神奈川県横浜市出身。1986年4月東海大学医学部医学科卒業。同年5月医籍登録。東京女子医科大学第二外科にて一般外科、救急外科を研修。1988年から杏林大学第一外科免疫斑にて非特異的抗腫瘍免疫治療の基礎研究に入り、リンパ球内部の抗酸化ストレスに着目し、腫瘍に対するサイトカインの発現を促進させる手法にて分子免疫治療の基盤となる技術を開発した。1995年1月医学博士(杏林大学)。1996年9月医療法人財団コンフォート理事長。1999年1月日本初の「がん免疫ドッグ」(イムノドッグ)を開発し、コンフォート病院(横浜市西区)にて運用を開始、2000年6月同院にがん研究・治療部門「免疫研究センター・免疫外来」を開設、2001年2月には老化メカニズム研究を目的にした「免疫研究センター・細胞老化部門」を開設した。同年4月から東海大学医学部外科学教室にてHLA・癌免疫研究に携わる。2004年4月東海大学医学部基礎系生体構造機能学教室非常勤講師。同年5月ハルビン医科大学(中華人民共和国黒龍江省)名誉教授。2005年3月日本免疫治療学会会長。2005年4月医療法人財団コンフォート会長・最高統括理事。

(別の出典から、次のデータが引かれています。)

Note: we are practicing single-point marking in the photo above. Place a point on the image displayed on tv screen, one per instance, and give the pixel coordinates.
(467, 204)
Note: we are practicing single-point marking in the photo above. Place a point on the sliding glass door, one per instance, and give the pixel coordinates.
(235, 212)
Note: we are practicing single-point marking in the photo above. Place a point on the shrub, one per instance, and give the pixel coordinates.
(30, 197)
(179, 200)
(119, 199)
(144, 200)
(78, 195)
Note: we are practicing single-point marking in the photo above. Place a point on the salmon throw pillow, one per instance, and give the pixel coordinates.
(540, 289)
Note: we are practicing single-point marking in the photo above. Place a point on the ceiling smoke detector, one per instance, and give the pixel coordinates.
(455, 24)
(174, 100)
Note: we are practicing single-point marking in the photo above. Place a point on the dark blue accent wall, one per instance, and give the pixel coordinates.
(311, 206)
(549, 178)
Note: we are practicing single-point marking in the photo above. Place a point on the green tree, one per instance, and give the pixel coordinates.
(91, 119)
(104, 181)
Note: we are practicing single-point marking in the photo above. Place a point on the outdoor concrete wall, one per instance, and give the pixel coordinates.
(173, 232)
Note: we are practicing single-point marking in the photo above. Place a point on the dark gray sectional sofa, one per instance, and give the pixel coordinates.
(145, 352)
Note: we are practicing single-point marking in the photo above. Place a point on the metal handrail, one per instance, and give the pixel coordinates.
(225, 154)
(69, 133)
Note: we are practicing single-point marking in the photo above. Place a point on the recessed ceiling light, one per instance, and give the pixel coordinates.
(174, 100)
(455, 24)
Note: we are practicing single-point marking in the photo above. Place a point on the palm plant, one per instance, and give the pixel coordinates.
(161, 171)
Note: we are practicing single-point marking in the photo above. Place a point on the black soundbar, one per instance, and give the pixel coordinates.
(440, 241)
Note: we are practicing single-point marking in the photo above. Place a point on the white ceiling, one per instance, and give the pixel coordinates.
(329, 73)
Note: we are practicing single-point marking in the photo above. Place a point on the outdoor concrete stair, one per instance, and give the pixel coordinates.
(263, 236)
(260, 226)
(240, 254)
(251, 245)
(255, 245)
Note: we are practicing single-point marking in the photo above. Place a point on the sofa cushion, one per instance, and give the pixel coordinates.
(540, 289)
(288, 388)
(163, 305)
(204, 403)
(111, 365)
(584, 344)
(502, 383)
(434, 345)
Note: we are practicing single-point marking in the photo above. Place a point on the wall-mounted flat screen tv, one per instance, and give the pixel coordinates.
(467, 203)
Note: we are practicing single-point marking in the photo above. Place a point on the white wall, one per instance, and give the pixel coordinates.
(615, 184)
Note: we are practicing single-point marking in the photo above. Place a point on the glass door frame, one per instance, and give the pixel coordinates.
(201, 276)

宇野が開発した細胞の免疫性に着目してがんを診断する「がん免疫ドッグ」は腫瘍免疫学に基づいた診断システムとして最初に臨床応用されたものであり、その後、多くの医療機関にて導入される契機となった。当初は免疫療法を過大に重視しているとの批判がなされたが、現在では手術療法・化学療法・放射線療法など標準治療を含めた集学的治療の一部との位置付けがなされている。その他にも同院を基盤に癌に対する基礎免疫治療、カテーテル・インターベンション、サリドマイドを用いた血管新生阻害治療などの臨床応用を進めている。
また医療訴訟にて患者側の鑑定医・意見医を積極的に引き受けていることでも知られる。
[編集] 主な著書
- 『AHCCの基礎と臨床』分担執筆(ライフサイエンス,2003)
[編集] 主な論文
- 『消化器癌患者における非特異的免疫治療とAdvanced Terminal Care』消化器と免疫(0286-7618)40号 Page102-105(2004.06)
- 『消化器疾患の病態とTh1/Th2バランス 消化器癌患者におけるTh1/Th2バランスを中心とした免疫学的パラメータ検討の意義』消化器と免疫(0286-7618)37号 Page19-22(2001.07)
- 『癌免疫治療におけるパラメータと化学療法併用の意義』Biotherapy(0914-2223)15巻Suppl.II Page73(2001.11)
- 『担癌患者に対する植物由来多糖類抽出物(AHCC)効果 免疫学的パラメータとperformance statusへの影響』Biotherapy14巻3号Page303-309(2001.11)
- 『Impaired Th1-Related Immune Systems in Cancer Patients. 』Annals of Cancer Research and Therapy Vol.8, Nos.1&2 Page77-87(2000.6)
- 『免疫学的パラメーターを用いたがんスクリーニングの意義』日本臨床免疫学会会誌第23巻2号 Page114-123(2000.04)
- 『炎症性腸疾患の病態におけるTNFαの関与とプロテアーゼ・インヒビターの効果に関する研究』杏林医学会雑誌(0368-5829)25巻3号 Page427-437(1994.09)
- 『炎症性腸疾患における単核球のTNF産生能とその抑制』Therapeutic Research(0289-8020)14巻Suppl.2 Page560-563(1993.07)
- 『炎症性腸疾患,消化器癌の貧血に対するrt-エリスロポエチンの臨床応用』Therapeutic Research(0289-8020)11巻Suppl.2 PageS474-S477(1990.06)
- 『炎症性腸疾患(IBD)における貧血とエリスロポエチン(EPO)』Therapeutic Research(0289-8020)10巻Suppl.1 Page122-126(1989.05)
- 『免疫パラメーターを用いたクローン病活動度診断』Therapeutic Research(0289-8020)10巻Suppl.1 Page118-121(1989.05)
- 『脾動脈瘤の2治験例』山梨県立中央病院年報(0289-4394)15巻 Page6-12(1988.12)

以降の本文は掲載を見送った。